The main problem with this: the outputs are PNG and usually with white background (not transparent) → Not really actionable on any background.
Prompt Recipes (Steal These, Make Them Yours)
- Headshot Variant
- “Same person as reference, soft Rembrandt lighting, business-casual navy suit, gray seamless background, 85mm look, shallow DOF, no jewelry.”
- Product Hero
- “Studio hero shot of [product], matte black surface, rim light, brand accent color as glow, negative space for headline.”
- Infographic Frame
- “Clean, flat illustration summarizing [3 key steps], muted palette, bold labels, export as 4:5 for IG.”
- Sprite Base
- “Retro pixel character, strong silhouette (cape + hat), 16-bit palette, neutral T-pose, side-view, high contrast.”

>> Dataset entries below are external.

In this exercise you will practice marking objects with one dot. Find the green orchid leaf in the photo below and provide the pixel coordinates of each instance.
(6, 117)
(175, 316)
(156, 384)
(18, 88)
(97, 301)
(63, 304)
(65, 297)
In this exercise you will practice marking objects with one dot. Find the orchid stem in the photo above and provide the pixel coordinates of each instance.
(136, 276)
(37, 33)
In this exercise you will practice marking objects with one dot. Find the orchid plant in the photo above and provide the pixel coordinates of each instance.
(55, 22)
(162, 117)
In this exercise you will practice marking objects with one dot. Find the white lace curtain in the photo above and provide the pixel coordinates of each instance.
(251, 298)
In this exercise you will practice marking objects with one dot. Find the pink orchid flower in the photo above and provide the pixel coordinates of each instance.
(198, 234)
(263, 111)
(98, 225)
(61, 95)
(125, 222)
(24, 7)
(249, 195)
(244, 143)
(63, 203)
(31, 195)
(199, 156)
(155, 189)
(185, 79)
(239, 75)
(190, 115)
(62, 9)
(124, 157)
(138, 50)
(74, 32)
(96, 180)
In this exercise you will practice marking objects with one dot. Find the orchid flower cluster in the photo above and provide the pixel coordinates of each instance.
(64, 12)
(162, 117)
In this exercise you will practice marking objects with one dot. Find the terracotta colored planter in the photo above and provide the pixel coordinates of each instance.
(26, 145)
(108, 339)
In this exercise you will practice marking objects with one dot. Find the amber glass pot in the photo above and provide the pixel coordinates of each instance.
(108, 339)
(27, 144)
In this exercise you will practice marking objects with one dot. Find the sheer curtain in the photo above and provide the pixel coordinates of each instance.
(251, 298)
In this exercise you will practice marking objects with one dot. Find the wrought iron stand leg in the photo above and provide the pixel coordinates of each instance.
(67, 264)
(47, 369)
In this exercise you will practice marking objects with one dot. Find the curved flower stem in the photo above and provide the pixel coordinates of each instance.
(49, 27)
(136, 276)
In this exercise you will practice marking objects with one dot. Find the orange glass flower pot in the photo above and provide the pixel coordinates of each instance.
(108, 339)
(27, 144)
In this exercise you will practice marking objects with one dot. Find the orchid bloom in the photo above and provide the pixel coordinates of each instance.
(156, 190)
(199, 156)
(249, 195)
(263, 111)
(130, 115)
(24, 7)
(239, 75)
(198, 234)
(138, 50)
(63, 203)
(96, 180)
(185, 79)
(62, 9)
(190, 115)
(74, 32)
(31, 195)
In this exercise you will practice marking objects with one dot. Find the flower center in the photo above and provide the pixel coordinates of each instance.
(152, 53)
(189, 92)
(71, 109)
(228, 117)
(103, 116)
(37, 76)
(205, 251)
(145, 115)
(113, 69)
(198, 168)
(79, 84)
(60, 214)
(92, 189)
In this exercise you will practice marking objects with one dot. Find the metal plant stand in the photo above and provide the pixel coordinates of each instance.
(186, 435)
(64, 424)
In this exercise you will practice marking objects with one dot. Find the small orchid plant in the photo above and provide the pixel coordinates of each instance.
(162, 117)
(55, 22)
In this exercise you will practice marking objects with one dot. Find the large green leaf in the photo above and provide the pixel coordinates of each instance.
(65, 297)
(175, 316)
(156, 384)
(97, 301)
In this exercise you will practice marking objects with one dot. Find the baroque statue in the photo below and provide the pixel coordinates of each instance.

Reality Check: “Is Photoshop Dead?”
Short answer: No.
Real answer: For a ton of routine edits, prompting is faster. For pixel-perfect commercial work, composites, color grading, and surgical retouching, traditional tools (and skilled humans) still win. The right mental model: Nano Banana handles the first 80%. You (or your designer) finish the last 20% that actually pays.
ROI in Plain English
- Cost: ~$0.039 per image.
- Exploration: 200 variants for a campaign? 200 × $0.039 = $7.80.
- Time: concepting days → concepting hours. The exploration density alone justifies the tool.
Ethics & Law (Boring, Essential)
- Disclose AI assets on platforms like Steam.
- SynthID watermark means generated images are tagged.
- Don’t rip artists. Learn from styles, don’t pass off replicas as your own. Your future brand will thank you.
Key Takeaways (Tape These to Your Monitor)
- Prompt-first editing is here. Gemini Flash 2.5 makes everyday edits trivial.
- Character consistency is the killer feature. It unlocks believable series: ads, sprites, brand sets.
- Great for drafts; humans for finals. Use it to explore more and ship faster.
- Guardrails exist. Expect strict safety, occasional prompt drift, and text glitches.
- Use it where speed compounds. Ads, docs, sprites, headshots, mockups.
Tiny Dialogues (Because You’re Thinking This)
You: “Can I have the same person in different outfits across 10 scenes?”
Me: Yep. That’s the point. Expect 1–2 misses; keep the best.
You: “So should I fire my designer?”
Me: No. Give them superpowers, and push them to think and work differently—because they should. Great taste + faster iteration = better work.
You: “Is stable diffusion now Microsoft Paint?”
Me: Relax. Open/local still matters. Nano Banana just raised the floor for casual excellence.
Learn the “Why,” Not Just the Button
If this stuff fascinates you, knowing how it works multiplies your results.
Nano Banana won’t replace creativity. It will replace excuses.